Training, equipping Syrian rebels approved by Senate
WASHINGTON — The Senate approved President Obama's plan to train and equip moderate Syrian rebels on Thursday, giving final congressional approval to the strategy and capping a brief debate that sets the stage for broader discussions after the midterm elections over how to counter the growing threat of the Islamic State terrorists.
Senators voted 78-22 to approve the strategy as part of a measure meant to keep the federal government operating through mid-December. Support was made from 45 Democrats and 33 Republicans, while 10 members of the Senate Democratic caucus and 12 Republicans voted against the bill.
The vote was not a pure reflection of support for Obama's plan. Some Republicans opposed it because the bill sets federal spending too high, but other Republicans and Democrats were opposed because of concerns about plans to vet potential Syrian rebel groups.
“My default is always to support this president on foreign policy, this is just one area where I'm in disagreement,” Sen. Christopher Murphy, D-Conn., said before the vote.
Sen. Rand Paul, R-Ky., a potential presidential candidate, was opposed and used a combative floor speech to blast Obama and congressional colleagues for not holding a fuller war debate before the elections.
“The people in this body are petrified — not of ISIS — but of the American voter.

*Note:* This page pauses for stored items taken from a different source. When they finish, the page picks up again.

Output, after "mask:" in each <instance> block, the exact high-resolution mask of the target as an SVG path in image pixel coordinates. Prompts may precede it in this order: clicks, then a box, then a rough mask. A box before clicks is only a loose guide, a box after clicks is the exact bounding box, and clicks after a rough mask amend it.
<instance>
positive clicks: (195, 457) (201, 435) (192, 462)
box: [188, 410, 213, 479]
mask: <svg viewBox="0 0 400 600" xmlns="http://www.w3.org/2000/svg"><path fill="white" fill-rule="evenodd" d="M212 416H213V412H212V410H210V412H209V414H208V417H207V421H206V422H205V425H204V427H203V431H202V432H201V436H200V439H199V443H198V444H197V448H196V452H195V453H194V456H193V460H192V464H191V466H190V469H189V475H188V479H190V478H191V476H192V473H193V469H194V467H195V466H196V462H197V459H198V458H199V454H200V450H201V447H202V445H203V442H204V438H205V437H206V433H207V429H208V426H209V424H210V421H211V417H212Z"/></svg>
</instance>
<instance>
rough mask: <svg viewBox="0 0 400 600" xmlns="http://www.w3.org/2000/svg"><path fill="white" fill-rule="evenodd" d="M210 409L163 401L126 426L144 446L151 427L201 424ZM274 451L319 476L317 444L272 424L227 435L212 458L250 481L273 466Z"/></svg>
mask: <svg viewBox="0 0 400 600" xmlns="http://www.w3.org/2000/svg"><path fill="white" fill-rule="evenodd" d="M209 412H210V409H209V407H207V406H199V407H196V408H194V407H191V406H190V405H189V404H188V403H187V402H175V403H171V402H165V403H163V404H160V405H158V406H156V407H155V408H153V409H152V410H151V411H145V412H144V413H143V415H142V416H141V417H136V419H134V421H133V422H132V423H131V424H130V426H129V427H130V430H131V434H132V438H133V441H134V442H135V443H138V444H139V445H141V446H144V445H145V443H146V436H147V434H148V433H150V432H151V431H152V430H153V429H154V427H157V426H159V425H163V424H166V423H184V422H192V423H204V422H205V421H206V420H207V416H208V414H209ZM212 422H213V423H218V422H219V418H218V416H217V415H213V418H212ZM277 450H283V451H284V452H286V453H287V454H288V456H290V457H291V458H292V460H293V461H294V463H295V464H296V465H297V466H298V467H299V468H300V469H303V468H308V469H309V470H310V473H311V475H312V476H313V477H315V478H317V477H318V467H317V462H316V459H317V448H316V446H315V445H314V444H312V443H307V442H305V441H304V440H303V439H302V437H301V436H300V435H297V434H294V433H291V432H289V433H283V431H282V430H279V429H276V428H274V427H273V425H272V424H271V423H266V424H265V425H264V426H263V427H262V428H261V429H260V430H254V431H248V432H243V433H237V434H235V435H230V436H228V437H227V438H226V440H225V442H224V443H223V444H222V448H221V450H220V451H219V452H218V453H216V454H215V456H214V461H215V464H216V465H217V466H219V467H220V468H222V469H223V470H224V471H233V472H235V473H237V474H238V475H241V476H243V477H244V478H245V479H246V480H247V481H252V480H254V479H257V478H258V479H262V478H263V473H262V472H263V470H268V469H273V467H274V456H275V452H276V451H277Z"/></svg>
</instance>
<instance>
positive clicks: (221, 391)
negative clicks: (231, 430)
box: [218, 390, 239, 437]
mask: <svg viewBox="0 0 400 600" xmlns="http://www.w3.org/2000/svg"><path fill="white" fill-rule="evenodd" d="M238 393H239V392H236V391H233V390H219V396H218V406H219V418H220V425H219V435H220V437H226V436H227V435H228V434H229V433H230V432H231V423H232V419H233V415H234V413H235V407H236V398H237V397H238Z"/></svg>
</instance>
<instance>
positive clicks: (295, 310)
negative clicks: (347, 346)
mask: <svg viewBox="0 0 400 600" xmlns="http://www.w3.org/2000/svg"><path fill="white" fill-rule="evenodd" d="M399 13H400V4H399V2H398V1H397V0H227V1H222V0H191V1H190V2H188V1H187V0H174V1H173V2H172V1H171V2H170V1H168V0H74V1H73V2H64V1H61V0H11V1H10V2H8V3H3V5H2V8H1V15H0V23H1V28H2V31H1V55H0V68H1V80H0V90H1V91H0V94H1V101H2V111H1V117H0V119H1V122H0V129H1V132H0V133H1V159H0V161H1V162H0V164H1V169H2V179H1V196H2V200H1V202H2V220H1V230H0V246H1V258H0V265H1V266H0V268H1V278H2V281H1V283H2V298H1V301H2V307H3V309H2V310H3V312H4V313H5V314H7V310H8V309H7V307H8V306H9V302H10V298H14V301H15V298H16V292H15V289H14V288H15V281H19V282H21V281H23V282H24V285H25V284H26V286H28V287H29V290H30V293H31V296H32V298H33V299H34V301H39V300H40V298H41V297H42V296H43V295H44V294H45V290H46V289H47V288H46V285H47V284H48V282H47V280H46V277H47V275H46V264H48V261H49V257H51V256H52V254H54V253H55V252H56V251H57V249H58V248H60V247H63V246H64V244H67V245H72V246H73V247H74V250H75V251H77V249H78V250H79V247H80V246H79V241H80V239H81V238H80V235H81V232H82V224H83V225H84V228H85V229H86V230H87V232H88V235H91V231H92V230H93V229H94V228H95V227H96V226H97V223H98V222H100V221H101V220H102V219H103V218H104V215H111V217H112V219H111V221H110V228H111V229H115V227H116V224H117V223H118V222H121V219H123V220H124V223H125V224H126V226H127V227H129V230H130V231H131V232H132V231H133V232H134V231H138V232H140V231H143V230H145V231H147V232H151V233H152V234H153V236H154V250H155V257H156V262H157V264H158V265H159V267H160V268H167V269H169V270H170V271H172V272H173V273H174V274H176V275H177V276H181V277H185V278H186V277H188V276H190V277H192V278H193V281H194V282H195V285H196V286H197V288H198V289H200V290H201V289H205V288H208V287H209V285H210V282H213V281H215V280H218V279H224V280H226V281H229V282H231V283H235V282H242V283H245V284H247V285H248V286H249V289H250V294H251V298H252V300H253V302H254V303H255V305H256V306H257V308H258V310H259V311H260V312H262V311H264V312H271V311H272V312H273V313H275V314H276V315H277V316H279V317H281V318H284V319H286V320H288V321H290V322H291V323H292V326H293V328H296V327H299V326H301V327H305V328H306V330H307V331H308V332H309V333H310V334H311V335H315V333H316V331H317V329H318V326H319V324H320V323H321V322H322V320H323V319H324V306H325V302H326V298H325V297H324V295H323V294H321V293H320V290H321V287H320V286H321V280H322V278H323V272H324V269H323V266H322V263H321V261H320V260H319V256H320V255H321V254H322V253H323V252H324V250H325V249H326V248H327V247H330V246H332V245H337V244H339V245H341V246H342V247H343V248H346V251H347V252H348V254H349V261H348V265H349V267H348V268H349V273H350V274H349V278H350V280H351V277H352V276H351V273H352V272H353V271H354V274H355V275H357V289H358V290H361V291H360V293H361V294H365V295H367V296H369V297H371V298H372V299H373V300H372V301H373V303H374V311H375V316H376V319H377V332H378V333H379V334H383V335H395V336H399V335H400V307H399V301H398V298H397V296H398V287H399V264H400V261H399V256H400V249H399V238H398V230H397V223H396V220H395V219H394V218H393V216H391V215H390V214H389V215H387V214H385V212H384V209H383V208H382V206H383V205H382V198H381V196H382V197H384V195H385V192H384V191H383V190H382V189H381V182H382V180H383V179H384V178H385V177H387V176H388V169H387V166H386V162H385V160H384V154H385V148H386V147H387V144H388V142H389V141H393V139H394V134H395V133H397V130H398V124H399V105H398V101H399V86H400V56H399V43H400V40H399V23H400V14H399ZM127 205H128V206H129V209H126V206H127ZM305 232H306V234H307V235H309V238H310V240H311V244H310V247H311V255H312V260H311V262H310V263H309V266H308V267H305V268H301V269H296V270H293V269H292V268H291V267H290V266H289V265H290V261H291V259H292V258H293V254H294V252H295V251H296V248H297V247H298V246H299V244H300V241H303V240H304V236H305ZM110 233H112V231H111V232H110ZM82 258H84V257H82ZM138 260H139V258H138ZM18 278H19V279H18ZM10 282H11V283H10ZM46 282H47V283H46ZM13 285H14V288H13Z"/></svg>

They're afraid to come forward and vote on war now,” Paul said.
“I want to thank leaders of Congress for the speed and seriousness with which they approached this issue,” Obama said after the vote, noting that “a majority of Democrats and Republicans in the House and the Senate” had voted to train and equip the rebels. “We are strongest as a nation when the president and Congress work together.”
The House and Senate planned to adjourn on Thursday night, capping a brief two-week congressional session held primarily to ensure the federal government won't shut down when the new fiscal year begins Oct. 1. Neither chamber is scheduled to reconvene until after Election Day.

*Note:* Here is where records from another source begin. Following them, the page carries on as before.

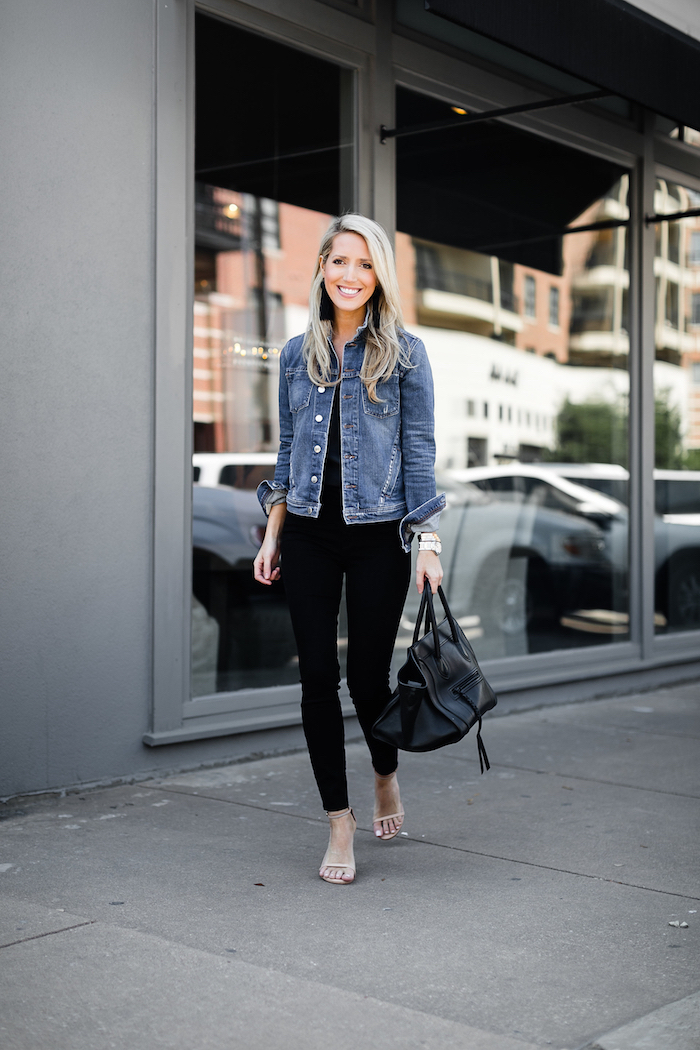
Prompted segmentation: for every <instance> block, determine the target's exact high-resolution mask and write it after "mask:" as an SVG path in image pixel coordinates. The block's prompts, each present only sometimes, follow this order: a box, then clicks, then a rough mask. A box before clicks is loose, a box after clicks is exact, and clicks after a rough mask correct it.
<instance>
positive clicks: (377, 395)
mask: <svg viewBox="0 0 700 1050" xmlns="http://www.w3.org/2000/svg"><path fill="white" fill-rule="evenodd" d="M361 385H362V407H363V408H364V412H365V415H367V416H377V417H379V418H380V419H384V418H385V417H386V416H396V415H397V414H398V412H399V407H400V400H399V373H398V372H395V373H394V374H393V375H390V376H389V378H388V379H387V380H385V381H384V382H381V383H377V391H376V396H377V397H379V398H381V401H370V400H369V396H368V394H367V387H366V386H365V385H364V383H362V384H361Z"/></svg>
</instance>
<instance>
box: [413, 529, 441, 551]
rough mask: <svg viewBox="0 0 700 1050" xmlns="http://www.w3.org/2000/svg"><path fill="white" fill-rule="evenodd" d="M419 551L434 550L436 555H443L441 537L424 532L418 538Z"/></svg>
mask: <svg viewBox="0 0 700 1050" xmlns="http://www.w3.org/2000/svg"><path fill="white" fill-rule="evenodd" d="M418 549H419V550H434V552H436V554H440V553H442V549H443V545H442V543H441V542H440V537H439V535H437V534H436V533H434V532H422V533H420V534H419V537H418Z"/></svg>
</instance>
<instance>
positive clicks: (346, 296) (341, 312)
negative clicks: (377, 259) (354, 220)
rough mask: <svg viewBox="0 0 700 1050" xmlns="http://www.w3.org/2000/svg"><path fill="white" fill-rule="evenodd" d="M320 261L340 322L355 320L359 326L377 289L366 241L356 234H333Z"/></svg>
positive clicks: (328, 289) (326, 289) (329, 294)
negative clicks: (342, 321) (327, 250)
mask: <svg viewBox="0 0 700 1050" xmlns="http://www.w3.org/2000/svg"><path fill="white" fill-rule="evenodd" d="M320 262H321V271H322V273H323V279H324V282H325V290H326V292H327V293H328V295H330V297H331V301H332V302H333V306H334V308H335V312H336V318H337V319H338V320H340V319H341V318H339V317H338V314H339V313H340V314H341V315H342V321H343V322H351V323H353V322H354V321H357V324H358V325H360V324H361V323H362V322H363V320H364V311H365V307H366V304H367V302H368V301H369V299H370V298H372V295H373V292H374V291H375V289H376V288H377V278H376V276H375V268H374V266H373V262H372V258H370V257H369V249H368V248H367V243H366V240H365V239H364V237H361V236H360V235H359V233H337V234H336V236H335V237H334V238H333V246H332V248H331V252H330V253H328V257H327V259H326V260H325V265H324V264H323V259H322V258H321V260H320ZM354 314H355V315H356V316H355V317H354V316H353V315H354Z"/></svg>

Meanwhile, Democrats remain divided over the debate this fall on setting the terms of war against the Islamic State, despite the unified support of their leadership for Obama's initial request for training pro-Western rebels.

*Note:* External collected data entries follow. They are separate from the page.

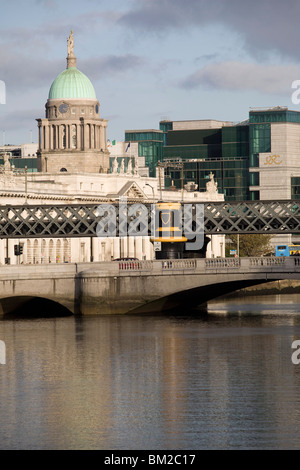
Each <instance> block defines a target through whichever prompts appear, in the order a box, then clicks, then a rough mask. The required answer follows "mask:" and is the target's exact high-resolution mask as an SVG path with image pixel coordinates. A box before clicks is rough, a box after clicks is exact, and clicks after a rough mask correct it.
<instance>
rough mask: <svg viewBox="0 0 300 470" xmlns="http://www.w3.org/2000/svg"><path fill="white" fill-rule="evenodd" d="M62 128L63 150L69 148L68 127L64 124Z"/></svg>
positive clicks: (61, 135) (62, 125)
mask: <svg viewBox="0 0 300 470" xmlns="http://www.w3.org/2000/svg"><path fill="white" fill-rule="evenodd" d="M61 128H62V135H61V137H62V142H61V143H62V148H63V149H65V148H67V131H66V126H65V125H64V124H63V125H62V126H61Z"/></svg>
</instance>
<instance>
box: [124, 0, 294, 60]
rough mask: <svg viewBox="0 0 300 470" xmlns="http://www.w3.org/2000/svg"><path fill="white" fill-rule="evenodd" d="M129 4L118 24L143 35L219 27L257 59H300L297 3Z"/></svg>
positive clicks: (175, 1) (233, 1)
mask: <svg viewBox="0 0 300 470" xmlns="http://www.w3.org/2000/svg"><path fill="white" fill-rule="evenodd" d="M132 5H133V6H132V8H131V9H129V10H128V11H127V12H125V13H124V14H123V15H122V16H121V17H120V19H119V20H118V23H119V24H120V25H122V26H125V27H126V28H130V29H134V30H138V31H143V33H144V34H145V33H146V32H148V33H153V32H155V33H164V32H168V31H180V30H181V31H182V30H184V31H186V30H188V29H190V28H198V27H199V26H200V27H201V26H206V25H215V24H221V25H224V26H225V27H227V28H229V29H231V30H233V31H234V32H237V33H239V35H240V36H241V38H242V40H243V41H244V44H245V47H246V48H247V49H248V50H249V51H251V52H252V53H253V54H255V55H257V56H259V55H260V54H261V52H262V51H277V52H280V53H282V54H283V55H286V56H289V57H297V59H298V56H299V46H298V44H299V39H300V29H299V17H300V2H299V1H298V0H289V1H288V2H282V0H260V1H259V2H258V1H255V2H250V1H241V0H226V1H224V0H210V1H209V2H207V0H186V1H182V0H135V1H134V2H133V3H132Z"/></svg>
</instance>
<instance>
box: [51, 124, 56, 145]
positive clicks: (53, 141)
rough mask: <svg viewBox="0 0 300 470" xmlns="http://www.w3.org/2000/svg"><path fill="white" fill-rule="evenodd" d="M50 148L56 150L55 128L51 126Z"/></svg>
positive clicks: (55, 134)
mask: <svg viewBox="0 0 300 470" xmlns="http://www.w3.org/2000/svg"><path fill="white" fill-rule="evenodd" d="M52 148H53V149H55V148H56V127H55V126H52Z"/></svg>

Rank-and-file Democrats in the House and Senate say they are looking forward to a broad war powers debate in the lame-duck session after the Nov. 4 midterm elections, echoing similar comments from most Republicans.
But Democratic leaders are divided over that issue, with Senate Majority Leader Harry M. Reid, D-Nev., and House Minority Leader Nancy Pelosi, D-Calif., among those counseling patience and, for now, a more narrow debate.
The scope of debate is important because many Democrats supporting the initial authorization request suggested their yes votes were based on the premise of holding a bigger debate on the parameters of war later this year.
Some Democrats opposed to deeper military intervention said their colleagues had been duped into believing a big war debate was coming.
“That's the illusion,” said Rep. Peter Welch, D-Vt., one of 85 House Democrats who opposed the president's request. “This was the vote.”
Welch, like many other Democrats, is skeptical that America will ever be able to identify trustworthy partners on the ground in Syria.
“You're going to have a bunch of white guys vetting these people over in Syria. Our confidence abounds, but that's tough,” Welch said.